Blue Corner Nusa Penida Bali
Bali dive site Blue Corner in Nusa Lembongan is a sloping reef with a terrace at about 24 meters. The corals at shallow parts because of really strong currents are not as rich as when you approach greater depths where full of big coral blogs manage to grow in hiding. On the dive you can be approach with nearly anything one diver can imagine.
Big schools of eagle rays, black spotted sting rays, tunas, sharks, turtles, dolphins, whale-shark, trevalies, barracudas, moray eels, mantas rays and for some reason the mola mola or sunfish truly love it here! The record of 15 mola molas on one dive we hold in OK Divers in Padangbai comes from Blue Corner. However, the currents on Blue Corner are so strong and even a group of the most experienced divers still have no guarantee to dive here if the condition are not right. Safety first while diving in Bali with OK Divers!
Eat Sleep Dive Repeat
Eat Sleep Dive Repeat
Learn more about diving in Blue Corner
- Great Bali dive site to see Mola Mola during the season.
- A famous place to spot pelagics and other big marine animals.
- Thanks to currents that can be vertical, horizontal, diagonal and very strong, this is the most thrilling place for a drift diving in Bali.
- Dramatic topography with rocky terraces.
- A dream spot for very experienced diver on diving vacation.
- Always follow your guide and only enter the water when you are told to do so.
- Stay close to the reef or the bottom as currents here will be weaker.
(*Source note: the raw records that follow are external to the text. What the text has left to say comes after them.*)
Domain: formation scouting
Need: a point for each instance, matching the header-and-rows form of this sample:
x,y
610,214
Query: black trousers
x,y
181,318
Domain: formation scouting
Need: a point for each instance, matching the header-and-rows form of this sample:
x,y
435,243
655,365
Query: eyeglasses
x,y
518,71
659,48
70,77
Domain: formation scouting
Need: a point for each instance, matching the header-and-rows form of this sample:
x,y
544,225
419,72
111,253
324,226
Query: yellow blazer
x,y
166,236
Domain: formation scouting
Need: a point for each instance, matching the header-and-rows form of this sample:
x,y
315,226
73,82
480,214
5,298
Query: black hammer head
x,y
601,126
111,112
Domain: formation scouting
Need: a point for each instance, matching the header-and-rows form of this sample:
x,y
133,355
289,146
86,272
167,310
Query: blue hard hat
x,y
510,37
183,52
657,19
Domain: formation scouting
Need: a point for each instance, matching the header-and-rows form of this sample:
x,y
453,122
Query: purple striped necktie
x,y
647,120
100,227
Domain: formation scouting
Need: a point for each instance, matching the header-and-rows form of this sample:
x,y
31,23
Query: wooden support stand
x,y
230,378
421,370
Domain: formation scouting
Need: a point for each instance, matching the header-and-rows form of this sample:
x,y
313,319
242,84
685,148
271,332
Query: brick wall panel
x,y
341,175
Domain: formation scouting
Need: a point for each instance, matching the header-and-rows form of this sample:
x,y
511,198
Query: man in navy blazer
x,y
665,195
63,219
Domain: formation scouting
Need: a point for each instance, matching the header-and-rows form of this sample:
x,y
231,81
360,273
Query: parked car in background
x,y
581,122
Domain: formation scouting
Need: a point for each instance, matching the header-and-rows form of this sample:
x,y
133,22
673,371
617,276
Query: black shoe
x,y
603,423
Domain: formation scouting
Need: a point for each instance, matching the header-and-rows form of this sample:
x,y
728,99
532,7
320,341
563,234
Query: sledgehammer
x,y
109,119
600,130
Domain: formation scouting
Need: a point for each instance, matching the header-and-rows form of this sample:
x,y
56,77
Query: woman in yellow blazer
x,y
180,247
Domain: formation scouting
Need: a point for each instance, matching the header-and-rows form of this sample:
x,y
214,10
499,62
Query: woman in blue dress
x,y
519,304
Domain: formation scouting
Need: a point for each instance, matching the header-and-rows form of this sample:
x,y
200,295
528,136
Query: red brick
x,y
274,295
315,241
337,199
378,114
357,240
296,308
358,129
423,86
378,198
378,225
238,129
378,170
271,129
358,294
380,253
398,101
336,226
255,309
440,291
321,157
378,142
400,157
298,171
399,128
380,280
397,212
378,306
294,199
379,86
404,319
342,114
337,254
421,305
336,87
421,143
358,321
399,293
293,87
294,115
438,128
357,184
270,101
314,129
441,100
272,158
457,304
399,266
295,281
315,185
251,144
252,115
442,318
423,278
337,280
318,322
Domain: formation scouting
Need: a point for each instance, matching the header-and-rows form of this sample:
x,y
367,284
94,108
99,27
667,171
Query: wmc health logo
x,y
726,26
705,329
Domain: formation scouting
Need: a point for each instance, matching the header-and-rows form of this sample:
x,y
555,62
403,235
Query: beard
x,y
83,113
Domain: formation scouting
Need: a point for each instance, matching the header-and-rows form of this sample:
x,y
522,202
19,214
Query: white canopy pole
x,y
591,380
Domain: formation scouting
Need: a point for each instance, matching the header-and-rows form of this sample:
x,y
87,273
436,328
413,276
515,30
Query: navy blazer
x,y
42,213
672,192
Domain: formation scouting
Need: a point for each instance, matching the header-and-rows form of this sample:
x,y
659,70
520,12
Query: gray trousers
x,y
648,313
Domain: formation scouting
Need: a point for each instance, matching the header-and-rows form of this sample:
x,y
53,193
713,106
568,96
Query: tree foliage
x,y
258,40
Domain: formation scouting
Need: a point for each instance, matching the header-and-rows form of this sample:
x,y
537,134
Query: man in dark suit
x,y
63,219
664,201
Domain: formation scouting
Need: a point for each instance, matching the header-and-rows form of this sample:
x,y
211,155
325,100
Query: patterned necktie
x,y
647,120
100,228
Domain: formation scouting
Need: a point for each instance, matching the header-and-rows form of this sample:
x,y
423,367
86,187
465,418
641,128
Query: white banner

During the dive stay behind your guide.
- Secure all dangling equipment.
- Control your buoyancy and let the current move you along.
- Use reef formations as shelter if you want to take a break.
- Do not fight the current – it is easy to become tired.
- To determine the current direction, look at indicators such as soft coral and reef fish which usually swim head-on into the current.
- Carry a delayed surface marker buoy (DSMB) and make sure you are familiar with how to inflate it.
- If you become separated from your group look around for one minute and if you don’t find them, go up and you should be reunited on the surface.
- If you cannot see your boat upon surfacing or if you have any doubt about whether your boat has seen you, do NOT wait in strong surface currents. Instead, swim across the current, towards the shore if possible.